Alice
Sentado no banco de madeira à janela olhei para ti.
Estavas a chorar e eu não conseguia perceber se estavas triste ou zangada comigo. Mas soube imediatamente que estavas a chorar por minha causa.
Senti uma estranha vergonha, como se tivesse feito alguma coisa errada, mas não conseguia lembrar-me...
Desviei o olhar para a janela ao meu lado e pude ver o Inverno lá fora.
Apercebi-me de que tinha café no copo e peguei nele para o levar à boca. Tinha de fazer alguma coisa para quebrar aquela sensação de culpa, mas o estômago não me deixou beber.
Levantei-me num salto. Os ossos das pernas deviam-se ter queixado, mas estranhamente sentia-me mais forte do que nunca. Só as entranhas se continuavam a revoltar contra mim.
Sem saber muito bem que caminho percorrer entre o meu banco de madeira e o sofá onde te tinhas sentado há já algumas horas, caminhei para ti ainda sem a certeza de que te conseguiria perguntar o que te fazia chorar daquela maneira. E de facto não consegui proferir uma palavra sequer. Não tenho a certeza de ter dito o teu nome...
Tinhas nas mãos uma fotografia minha. Aquela que tirei no meu primeiro dia de licença em Ardenne, lembras-te? Acho que nunca me tinha penteado tão bem. Os soldados quando se arranjam para as fotografias ficam sempre com ar de escuteiros, escreveste tu na carta que me enviaste no mesmo dia em que recebeste essa fotografia. Rimo-nos tanto com essa carta.
Falavamos sempre de tudo, e agora não te conseguia sequer perguntar porque choras?.

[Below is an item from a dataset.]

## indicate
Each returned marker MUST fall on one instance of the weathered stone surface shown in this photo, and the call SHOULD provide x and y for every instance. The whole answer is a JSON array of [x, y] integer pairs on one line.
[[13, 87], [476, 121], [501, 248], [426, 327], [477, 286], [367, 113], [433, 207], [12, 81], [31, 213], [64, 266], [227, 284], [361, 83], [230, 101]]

Pensei em pousar a minha mão nas tuas, no teu colo, mas faltaram-me as forças.
Tinha-te magoado, isso era certo. Tinha-te feito um mal irreparável.
Nunca me tinha sentido tão desconfortável.
Pensei que talvez fosse melhor sair de casa, apanhar ar fresco.
O Inverno que tinha visto da nossa janela era um dos mais rigorosos de que havia memória, mas algo mais forte do que eu tinha-me agarrado pelo cobertor sobre os meus ombros e me arrastava agora lá para fora.
Achei por bem sair, então.
Assim que cheguei à porta e olhei novamente para ti, tive a sensação de que nunca te voltaria a ver. E senti uma dor tão forte no coração que parecia até que tinha parado de bater. E essa sensação rapidamente se transformou na certeza mais amarga que alguma vez tinha tido.
Nunca mais te ia ver e de repente nada fazia sentido. Como é que podias estar ali a chorar, obviamente por minha culpa, e eu não conseguia sequer dizer o teu nome? Um nome que me tinha acompanhado a maior parte da vida, que me tinha dado tantas alegrias, que eu tinha tanto orgulho em dizê-lo a toda a gente, a minha Alice.
A confusão fez-se certeza e eu saí de uma vez por todas.
Estranhamente não sentia frio nenhum. Aliás não sentia nada, nem a neve debaixo dos meus pés. Não sentia o vento...
Devo ter caminhado uns quantos metros, o suficiente para deixar de ver a casa, quando me deparei com o meu corpo congelado, meio enterrado na neve. A garganta cortada e a navalha de barbeiro do meu pai ainda na minha mão.
E a neve tão vermelha...
5 Comments:
At 14:57, Anónimo said…
Estava preso
Na minha garganta
Aquele grito
Que mil vezes repito
Num silêncio ileso
De um som coeso
Que a minha voz não canta.
Queria dizer-te
Mas não tive CORAGEM.
Não consegui
Pintar a imagem,
Olhar-te e descrever-te.
Perdi-me nessa viagem
Onde me esqueci
Por me tentar lembrar de ti.
Agora trago
Esta dor
Este sabor amargo
Que na minha alma se levanta
Como um peso.
E não fui capaz de dizer AMOR
Nesse grito
Em que já não acredito
E que estava preso
Na minha garganta.
At 15:16, baba said…
Eu grito SEMPRE muito alto AMOR!!!!!
Sempre!
At 16:12, Anónimo said…
DAQUI NÃO SE OUVE NADA!!!
At 18:01, baba said…
Ah, mas grito ao ouvido. E poucos são os eleitos! : )
At 12:30, Anónimo said…
É bom sentir, espreitar, as sensações vindas do outro lado. É bom, gosto, de perceber que esse lado existe e continua a "mexer". A não ser assim... fará sentido?!? Provavelmente, este comentário não fará sentido mas apenas queria dizer-te que gostei muito do texto, além do amor, além da Alice, além do choro e do nome.
É bom saber que o outro lado está e eu por cá morro de saudade e nem é preciso perguntar porque choro.